Establishing a new diagnosis of heart failure is not always easy. The most common symptom reported by patients in acute heart failure syndrome is dyspnea or breathlessness. Historically, a patient may notice weight gain and/or difficulty performing daily activities. During the patient exam, signs consistent with poor cardiac output show up as shortness of breath, jugular venous distention, hepatojugular reflex, and an S3 heart sound. Right-sided failure patients will have peripheral edema and, when severe, can show anasarca and ascites along with their dyspnea. Most often the peripheral edema is due to a measured increase in central venous pressure caused by increases in pressures in the subclavian vein and right atrium.26 The patient can have radiographic abnormalities that are highly specific in indicating pulmonary vascular congestion, such as cephalization, interstitial edema, and alveolar edema (96%, 98%, and 99% specificity, respectively). However, in long-standing or chronic heart failure, the body can adapt to this volume-overloaded state, possibly making these radiographic findings absent.27-29 ECG can identify acute conditions that may be the cause of an exacerbation such as atrial fibrillation or ischemia while revealing other associated findings suggestive of heart failure syndrome (i.e., strain, hypertrophy, conduction abnormalities).29 B-type natriuretic peptide is most helpful with very low (< 80-100 pg/mL) or very high (> 400-500 pg/mL) values in conjunction with an intermediate pre-test probability. Intermediate values require further clinical assessment.
Constrictive pericarditis and restrictive cardiomyopathy may be indistinguishable from other etiologies that can cause right heart failure. It can be observed that jugular venous pressures are always elevated; Kussmaul sign and a pericardial knock both are considered specific for constrictive pericarditis. On chest radiography, pericardial calcifications best appreciated on a lateral view would be indicative of pericarditis. In a recent review, only 25% of patients were found to have calcifications apparent on radiography, so this lack of finding does not exclude constrictive pericarditis.7 Nonspecific ST-segment and T-wave changes are common features of constrictive pericarditis, whereas low QRS voltage and isolated repolarization abnormalities are more typical in constrictive pericarditis.

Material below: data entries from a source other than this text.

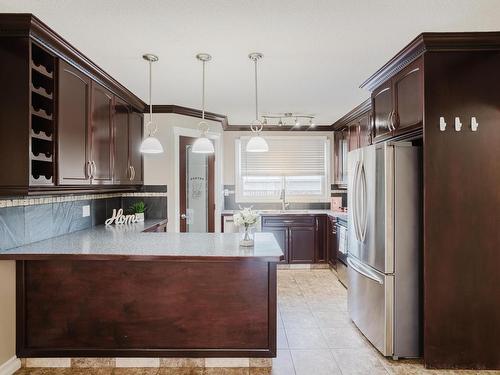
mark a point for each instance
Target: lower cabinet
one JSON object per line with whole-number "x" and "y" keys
{"x": 281, "y": 234}
{"x": 302, "y": 238}
{"x": 332, "y": 242}
{"x": 301, "y": 245}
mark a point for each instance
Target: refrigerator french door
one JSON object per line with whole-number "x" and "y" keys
{"x": 384, "y": 200}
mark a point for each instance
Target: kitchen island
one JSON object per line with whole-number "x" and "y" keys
{"x": 120, "y": 292}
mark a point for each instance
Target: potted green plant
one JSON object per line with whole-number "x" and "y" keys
{"x": 138, "y": 208}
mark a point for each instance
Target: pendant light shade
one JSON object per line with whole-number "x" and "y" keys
{"x": 256, "y": 143}
{"x": 203, "y": 145}
{"x": 150, "y": 144}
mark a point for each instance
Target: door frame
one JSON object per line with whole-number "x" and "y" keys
{"x": 216, "y": 137}
{"x": 184, "y": 142}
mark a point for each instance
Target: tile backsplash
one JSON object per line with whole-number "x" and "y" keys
{"x": 24, "y": 220}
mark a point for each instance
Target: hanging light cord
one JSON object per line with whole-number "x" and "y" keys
{"x": 155, "y": 128}
{"x": 203, "y": 93}
{"x": 256, "y": 92}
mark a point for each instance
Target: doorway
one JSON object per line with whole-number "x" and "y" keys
{"x": 196, "y": 188}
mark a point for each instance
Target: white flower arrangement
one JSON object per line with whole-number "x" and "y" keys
{"x": 246, "y": 217}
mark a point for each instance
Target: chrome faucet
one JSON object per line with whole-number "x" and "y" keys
{"x": 284, "y": 204}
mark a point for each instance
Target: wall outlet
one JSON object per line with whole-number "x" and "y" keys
{"x": 86, "y": 211}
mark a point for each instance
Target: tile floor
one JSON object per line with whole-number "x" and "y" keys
{"x": 315, "y": 337}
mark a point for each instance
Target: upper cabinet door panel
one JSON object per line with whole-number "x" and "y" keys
{"x": 121, "y": 170}
{"x": 409, "y": 95}
{"x": 382, "y": 109}
{"x": 73, "y": 126}
{"x": 135, "y": 139}
{"x": 365, "y": 131}
{"x": 101, "y": 125}
{"x": 353, "y": 136}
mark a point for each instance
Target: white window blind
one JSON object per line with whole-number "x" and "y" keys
{"x": 299, "y": 165}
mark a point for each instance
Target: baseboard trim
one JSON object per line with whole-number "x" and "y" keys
{"x": 11, "y": 366}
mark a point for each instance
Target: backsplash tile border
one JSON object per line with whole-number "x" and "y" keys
{"x": 19, "y": 202}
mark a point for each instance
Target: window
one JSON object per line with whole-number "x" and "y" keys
{"x": 300, "y": 165}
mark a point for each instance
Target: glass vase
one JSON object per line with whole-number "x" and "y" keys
{"x": 247, "y": 236}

Depolarization abnormalities, such as bundle branch block, ventricular hypertrophy, pathologic Q waves, and impaired atrioventricular conduction, strongly favor restrictive cardiomyopathy. Late-stage atrial fibrillation can occur in both conditions. If available, echocardiography is the usual diagnostic imaging study in patients with suspected constrictive pericarditis.7
Cirrhosis can develop in an insidious, indolent manner, and a patient can present to the ED with the first signs if medical care was neglected long enough.

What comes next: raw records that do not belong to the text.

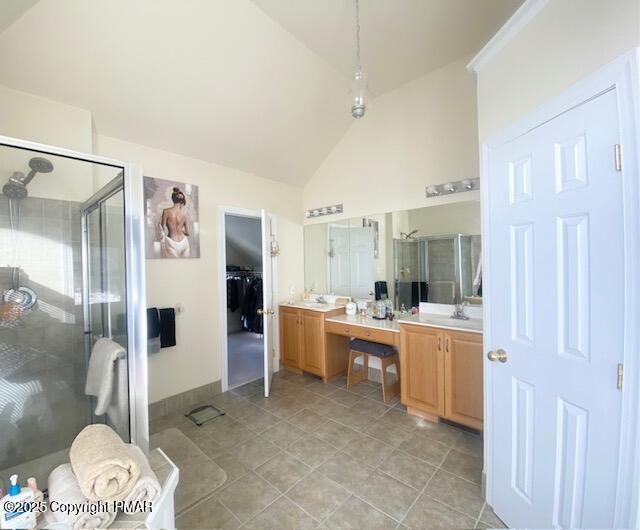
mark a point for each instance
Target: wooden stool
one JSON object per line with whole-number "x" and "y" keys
{"x": 387, "y": 355}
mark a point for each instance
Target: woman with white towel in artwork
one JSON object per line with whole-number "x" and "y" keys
{"x": 171, "y": 219}
{"x": 175, "y": 244}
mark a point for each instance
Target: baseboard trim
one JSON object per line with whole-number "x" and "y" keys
{"x": 184, "y": 401}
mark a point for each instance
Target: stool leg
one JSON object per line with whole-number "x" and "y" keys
{"x": 390, "y": 390}
{"x": 383, "y": 366}
{"x": 354, "y": 377}
{"x": 350, "y": 369}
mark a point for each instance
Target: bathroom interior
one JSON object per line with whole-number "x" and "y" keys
{"x": 276, "y": 264}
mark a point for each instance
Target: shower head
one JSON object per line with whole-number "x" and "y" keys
{"x": 409, "y": 235}
{"x": 16, "y": 188}
{"x": 37, "y": 165}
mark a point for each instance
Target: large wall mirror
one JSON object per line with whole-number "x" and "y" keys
{"x": 430, "y": 254}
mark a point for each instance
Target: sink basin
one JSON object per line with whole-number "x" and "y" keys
{"x": 313, "y": 305}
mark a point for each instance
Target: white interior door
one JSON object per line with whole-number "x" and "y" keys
{"x": 557, "y": 308}
{"x": 268, "y": 311}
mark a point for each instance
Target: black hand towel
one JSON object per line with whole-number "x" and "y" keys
{"x": 153, "y": 323}
{"x": 167, "y": 327}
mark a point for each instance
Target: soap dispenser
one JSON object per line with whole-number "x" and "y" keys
{"x": 12, "y": 512}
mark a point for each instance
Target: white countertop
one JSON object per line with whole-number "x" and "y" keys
{"x": 313, "y": 306}
{"x": 473, "y": 325}
{"x": 367, "y": 322}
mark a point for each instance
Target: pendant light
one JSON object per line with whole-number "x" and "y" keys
{"x": 360, "y": 92}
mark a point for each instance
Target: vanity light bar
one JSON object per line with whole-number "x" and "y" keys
{"x": 325, "y": 210}
{"x": 453, "y": 187}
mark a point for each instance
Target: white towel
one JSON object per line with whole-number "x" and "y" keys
{"x": 100, "y": 374}
{"x": 148, "y": 488}
{"x": 104, "y": 467}
{"x": 118, "y": 410}
{"x": 65, "y": 489}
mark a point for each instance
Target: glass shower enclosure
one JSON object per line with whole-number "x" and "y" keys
{"x": 71, "y": 272}
{"x": 436, "y": 269}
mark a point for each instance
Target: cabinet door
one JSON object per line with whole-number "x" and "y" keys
{"x": 290, "y": 325}
{"x": 463, "y": 378}
{"x": 313, "y": 342}
{"x": 422, "y": 368}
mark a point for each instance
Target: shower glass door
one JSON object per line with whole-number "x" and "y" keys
{"x": 71, "y": 270}
{"x": 104, "y": 285}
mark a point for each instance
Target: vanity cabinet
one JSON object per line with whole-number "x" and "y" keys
{"x": 312, "y": 342}
{"x": 441, "y": 374}
{"x": 290, "y": 337}
{"x": 463, "y": 400}
{"x": 305, "y": 346}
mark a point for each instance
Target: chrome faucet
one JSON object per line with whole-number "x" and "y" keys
{"x": 458, "y": 312}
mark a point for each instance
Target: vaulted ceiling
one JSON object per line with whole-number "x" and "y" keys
{"x": 261, "y": 86}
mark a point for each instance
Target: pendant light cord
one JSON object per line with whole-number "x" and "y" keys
{"x": 358, "y": 34}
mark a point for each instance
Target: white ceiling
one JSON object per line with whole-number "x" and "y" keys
{"x": 401, "y": 39}
{"x": 260, "y": 86}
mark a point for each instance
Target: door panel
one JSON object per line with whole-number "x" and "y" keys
{"x": 313, "y": 342}
{"x": 557, "y": 308}
{"x": 463, "y": 378}
{"x": 267, "y": 299}
{"x": 422, "y": 368}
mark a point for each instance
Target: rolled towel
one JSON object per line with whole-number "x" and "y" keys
{"x": 147, "y": 489}
{"x": 64, "y": 489}
{"x": 103, "y": 465}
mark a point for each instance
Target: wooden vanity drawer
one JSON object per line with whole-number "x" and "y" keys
{"x": 362, "y": 332}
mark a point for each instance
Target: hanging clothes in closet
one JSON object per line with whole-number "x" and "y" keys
{"x": 244, "y": 292}
{"x": 251, "y": 302}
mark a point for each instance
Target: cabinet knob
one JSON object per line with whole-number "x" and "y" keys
{"x": 498, "y": 355}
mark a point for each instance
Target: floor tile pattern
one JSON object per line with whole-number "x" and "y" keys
{"x": 321, "y": 456}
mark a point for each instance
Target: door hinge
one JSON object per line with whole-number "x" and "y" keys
{"x": 620, "y": 376}
{"x": 617, "y": 156}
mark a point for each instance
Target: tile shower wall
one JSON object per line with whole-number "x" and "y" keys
{"x": 42, "y": 356}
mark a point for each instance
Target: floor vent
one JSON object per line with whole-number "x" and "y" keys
{"x": 204, "y": 414}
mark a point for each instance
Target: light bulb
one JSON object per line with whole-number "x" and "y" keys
{"x": 360, "y": 95}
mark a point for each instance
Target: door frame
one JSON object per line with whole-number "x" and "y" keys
{"x": 222, "y": 287}
{"x": 623, "y": 76}
{"x": 134, "y": 275}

This progression is most characteristic of hepatitis C-induced cirrhosis, which often remains clinically silent while destroying up to 70% of the liver. The development of portal hypertension signals depletion of the substantial physiologic reserve of the liver that allows it to compensate for so long. Signs and symptoms include anorexia, nausea, vomiting, abdominal discomfort, weakness, asterixis, jaundice, palmar erythema, spider angiomata, ascites, splenomegaly, a firm liver, dilated abdominal wall veins, esophageal varices, and portosystemic encephalopathy.30,31 Initially, fluid can collect in the form of ascites, but with long-standing progression, it can manifest as peripheral edema as well.2 Patients with tense ascites will have upward pressure on the diaphragm and can have increased intrathoracic pressure. The central venous pressure (CVP) will be elevated initially, but as soon as any abdominal fluid is removed, the CVP will decrease very rapidly.21
The history is key in nephrotic syndrome. The number one cause of nephrotic syndrome is now diabetic nephropathy.32 A history of diabetes mellitus or other systemic illnesses that commonly affect the kidneys, recent infections, medication use or changes, drug use, or even a prior history of proteinuria, hypertension, edema, or renal disease can be helpful. Also, it may prove useful to take a family history because the syndrome has several congenital causes.8,33
The examination should include evaluation of the blood pressure and assessment for signs of systemic disease or renal insufficiency. Edema associated with nephrotic syndrome is often apparent peripherally and periorbitally and can become increasingly more severe. Patients may develop edema in the lower extremities and genitals, ascites, pleural effusions, and even pericardial effusions.8 Patients can also present with severe hypoalbuminemia, high proteinuria (greater than 3.5 grams per day), and have a normal to high CVP.21
In young female patients, the possibility of pregnancy should be kept in mind because pregnancy can exacerbate previously unknown renal disease; in late pregnancy, proteinuria may be the first sign of preeclampsia.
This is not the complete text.